For ΔWcl, PERTE and ILTM vary significantly because of the short LTM, resulting in a large deviation from the PMC. By contrast, PERTM and ILTE are slight variation due to the almost infinite long coupling length (achieving almost zero crosstalk) of the TE mode (LTE = 151.3 mm at the transition point of tslot = 55 nm, Wcl = 75 nm, and hSi = 150 nm). For the condition of ΔWcl < 5 nm, PERTE > 20 dB, PERTM > 25 dB, ILTM < 0.06 dB, and ILTM < 0.3 dB. From the calculated results, the most critical geometry affecting performance is the width of SWSWG. Fortunately, a mixed inductively coupled plasma-reactive ion etching process and hydrogen annealing35 can achieve sidewall roughness of a Si strip to < 1 nm.

In conclusion, we propose an ultra-compact, high-performance PBS, consisting of slotted waveguides with SWSWGs. By controlling the optical momentum of evanescent waves with the anisotropic SWSWGs, the coupling strength of the TE mode is suppressed remarkably, and that of TM mode is significantly enhanced. As a result, the proposed PBS significantly improves the PER of the TM mode by around 13 dB and reduces device length by > 70% (from 32.2 to 8.9 μm), when compared with a CSWC that does not include SWSWGs. Extraordinarily, the transition point of nsym \(\approx\) nasym found in this work almost entirely eliminates TE mode crosstalk between the waveguides. This interesting phenomenon could be applied to building highly dense PICs and will be studied in depth elsewhere. In terms of practical fabrication, the required steps were identical to those of a CWSC, making fabrication of the proposed PBS comparatively simple. Our numerical simulations demonstrate that the proposed PBS achieves PERTM > 25 dB, PERTE > 20 dB, ILTE < 0.05 dB, and ILTM < 0.3 dB within a BW of ~ 50 nm from λ = 1,530 to 1,580 nm. In terms of fabrication tolerance, PERTE and PERTM achieve > 20 dB, and ILTE and ILTM are < 0.3 dB for variations in slot thickness and Si thickness within ± 10 nm.
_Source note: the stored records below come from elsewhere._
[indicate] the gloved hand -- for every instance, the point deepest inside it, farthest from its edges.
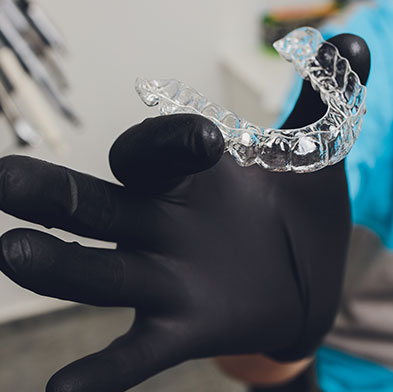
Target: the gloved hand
(216, 259)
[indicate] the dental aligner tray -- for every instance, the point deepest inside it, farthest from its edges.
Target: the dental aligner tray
(307, 149)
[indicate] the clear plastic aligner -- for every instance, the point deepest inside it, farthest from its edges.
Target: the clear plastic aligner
(302, 150)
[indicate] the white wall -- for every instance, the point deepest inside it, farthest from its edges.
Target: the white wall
(110, 44)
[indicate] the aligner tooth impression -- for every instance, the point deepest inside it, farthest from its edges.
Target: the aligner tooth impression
(302, 150)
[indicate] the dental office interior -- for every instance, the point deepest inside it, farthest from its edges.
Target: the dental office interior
(70, 94)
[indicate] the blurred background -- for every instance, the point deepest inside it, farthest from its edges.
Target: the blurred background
(219, 47)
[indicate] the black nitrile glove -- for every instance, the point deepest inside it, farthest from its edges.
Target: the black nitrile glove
(216, 259)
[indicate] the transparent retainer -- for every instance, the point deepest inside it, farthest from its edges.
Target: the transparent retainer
(302, 150)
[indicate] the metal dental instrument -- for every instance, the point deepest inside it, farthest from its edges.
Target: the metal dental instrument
(32, 98)
(35, 68)
(25, 134)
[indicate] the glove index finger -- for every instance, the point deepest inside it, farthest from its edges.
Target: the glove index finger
(160, 151)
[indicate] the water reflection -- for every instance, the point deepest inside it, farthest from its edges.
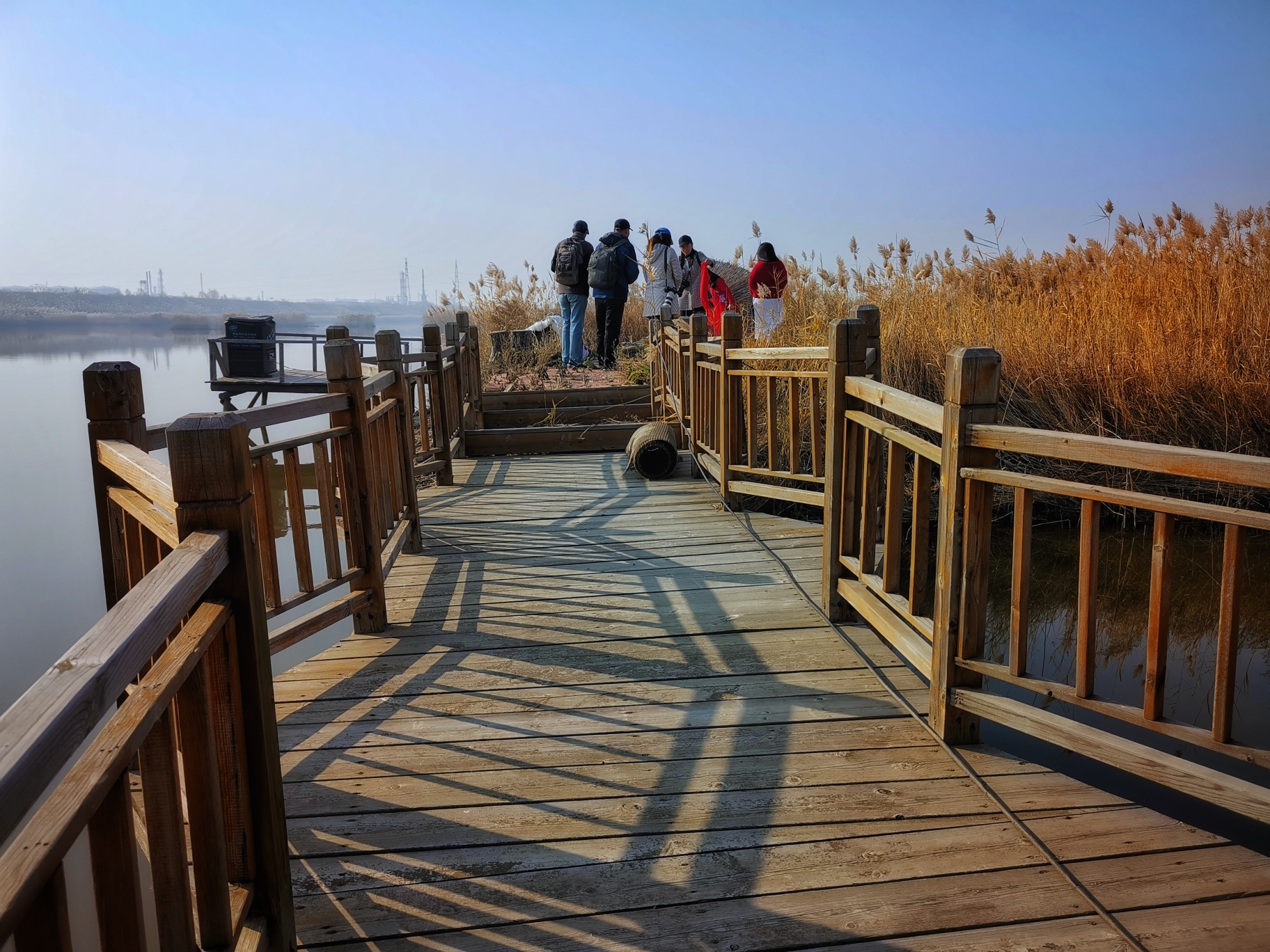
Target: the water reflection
(1124, 591)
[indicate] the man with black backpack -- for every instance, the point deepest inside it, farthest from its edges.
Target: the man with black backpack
(570, 267)
(613, 267)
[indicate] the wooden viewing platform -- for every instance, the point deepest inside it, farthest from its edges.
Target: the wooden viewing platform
(604, 719)
(582, 711)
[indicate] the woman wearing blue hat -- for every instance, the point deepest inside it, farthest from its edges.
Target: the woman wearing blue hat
(662, 274)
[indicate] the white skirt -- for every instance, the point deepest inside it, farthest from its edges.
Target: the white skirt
(769, 311)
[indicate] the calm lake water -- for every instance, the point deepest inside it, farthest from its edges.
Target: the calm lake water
(50, 560)
(51, 577)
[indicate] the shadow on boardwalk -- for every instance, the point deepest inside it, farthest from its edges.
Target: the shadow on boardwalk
(604, 719)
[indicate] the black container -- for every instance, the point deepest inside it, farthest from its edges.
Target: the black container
(251, 360)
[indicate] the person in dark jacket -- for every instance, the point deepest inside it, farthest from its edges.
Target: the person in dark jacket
(690, 269)
(570, 267)
(611, 301)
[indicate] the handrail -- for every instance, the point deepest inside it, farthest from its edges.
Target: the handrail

These calculated results show that the critical geometry is SWSWG width.

Methods

According to the effective-medium theory (EMT)31, which limits the grating pitch Λ to a smaller than subwavelength scale, the SWG regions demonstrate equivalent material anisotropy as follows:

$$ \varepsilon_{EMT} = \left[ {\begin{array}{*{20}c} {\varepsilon_{x} } & 0 & 0 \\ 0 & {\varepsilon_{y} } & 0 \\ 0 & 0 & {\varepsilon_{z} } \\ \end{array} } \right], $$
(1)
$$ \varepsilon_{y} = \varepsilon_{z} = \rho {\kern 1pt} \varepsilon_{H} + \left( {1 - \rho } \right)\varepsilon_{L} , $$
(2)
$$ \varepsilon_{x}^{ - 1} = \rho \varepsilon_{H}^{ - 1} + \left( {1 - \rho } \right)\varepsilon_{L}^{ - 1} , $$
(3)

where εx, εy, and εz are the equivalent permittivities in the x-, y-, and z-directions, respectively, and εH (here εSi) and εL (here εair) are the high and low permittivities of the SWG. Additionally, the PER and IL of the two modes are defined in Eqs. (4) and (5), respectively15:

$$ {\text{PER}}_{TE(TM)} = 10\,\;\log_{10} \left( {\frac{{P_{TE(TM),\,thr(cross)} }}{{P_{TM(TE),\,thr(cross)} }}} \right), $$
(4)
$$ {\text{IL}}_{TE(TM)} = \; - 10\,\;\log_{10} \left( {\frac{{P_{TE(TM),\,thr(cross)} }}{{P_{input} }}} \right), $$
(5)

where Pinput is the input power, PTE(TM), thr(cross) is the TE (TM) mode power at the through (cross) channel, and PTM(TE), thr (cross) is the TM (TE) mode power at the through (cross) channel.